Novel Strategies for Addressing Classical Challenges in C-C Bond Formation

Abstract

The societal mission of improving human health is directly impacted by the field of synthetic organic chemistry via its ability to enable rapid construction of therapeutic small molecules. The development of new synthetic strategies offers a scalable alternative to nature for access to molecular scaffolds and gives pharmaceutical companies the ability to meet the high demand for medicines. Perhaps the most important contributor towards this goal in modern chemical techniques is that of catalysis. Particularly, this thesis focuses on the use of transition metal catalysis to forge previously difficult carbon-carbon bonds.

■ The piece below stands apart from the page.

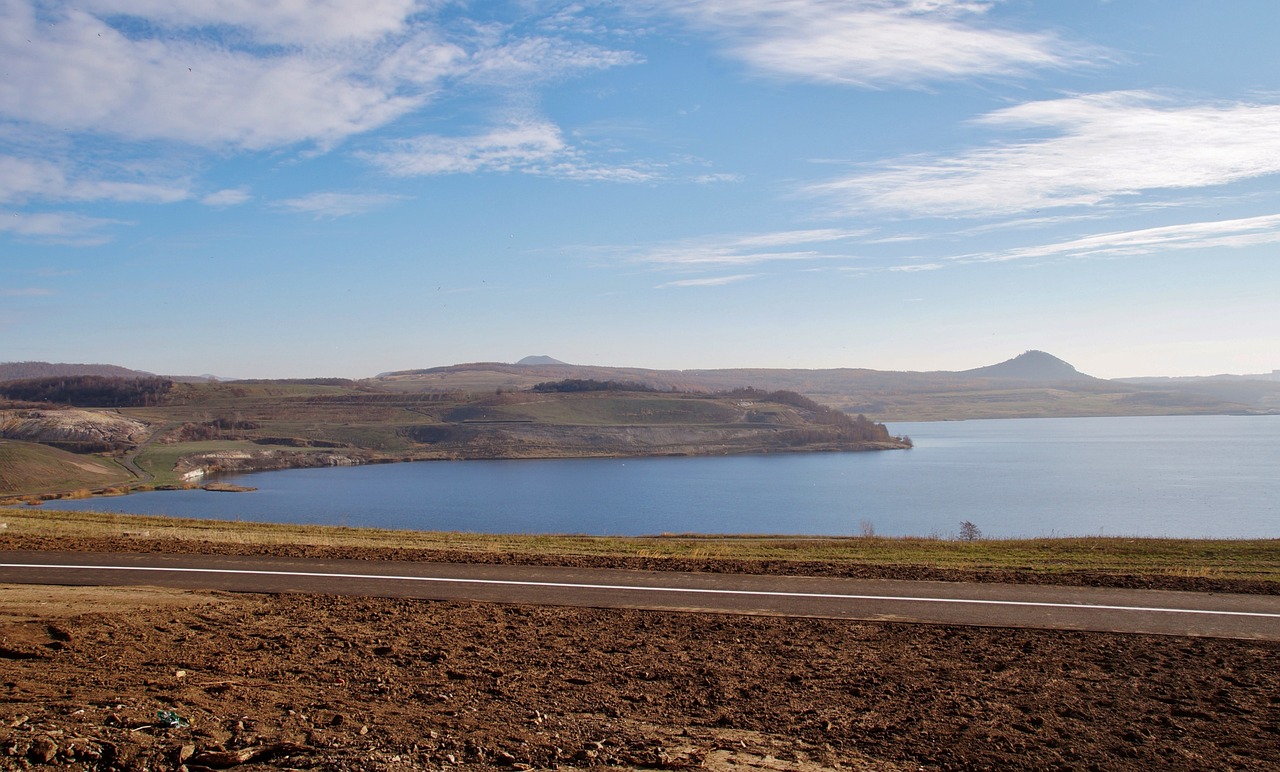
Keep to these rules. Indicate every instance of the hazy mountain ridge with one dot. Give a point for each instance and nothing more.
(1033, 384)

The direct and enantioselective α-arylation of carbonyls has long been a classical problem in synthesis. In the past decades, strategies achieving this goal have utilized transition metals Pd and Ni as catalysts for the formation of stable α-quaternary centers. A method is discussed herein that uses a novel ligand design for a Cu catalyst to achieve mild conditions for the building of enantio-enriched α-aryl esters that possess an enolizable α-C–H bond. A proposed penta-coordinate Cu species is thought to be critical for furnishing the high enantioselectivity between the cross coupling of a silyl ketene acetal and a diaryliodonium salt to forge the α-Csp3–Csp2 bond.

The MacMillan research program has played a pivotal role in the recent renaissance of photoredox catalysis in synthetic organic chemistry. The potential of visible light-excited complexes to furnish valuable bonds through nontraditional mechanisms has recently been explored by several synthetic organic groups. The merger of photoredox catalysis with transition metal catalysis has led to the advent of metallaphotoredox catalysis, a dual catalytic system, and a novel approach to traditional cross coupling mechanisms and transformations. Specifically, this thesis outlines the application of metallaphotoredox catalysis to develop robust C-C cross coupling methodologies, both Csp3–Csp2 and Csp3–Csp3. A unique strategy towards cross-electrophile coupling using silyl radicals for halogen atom abstraction is described herein. Additionally, the development of a robust radiochemical method for installing methyl isotopes in medicinal scaffolds is discussed using the same silyl-mediated cross-electrophiles strategy.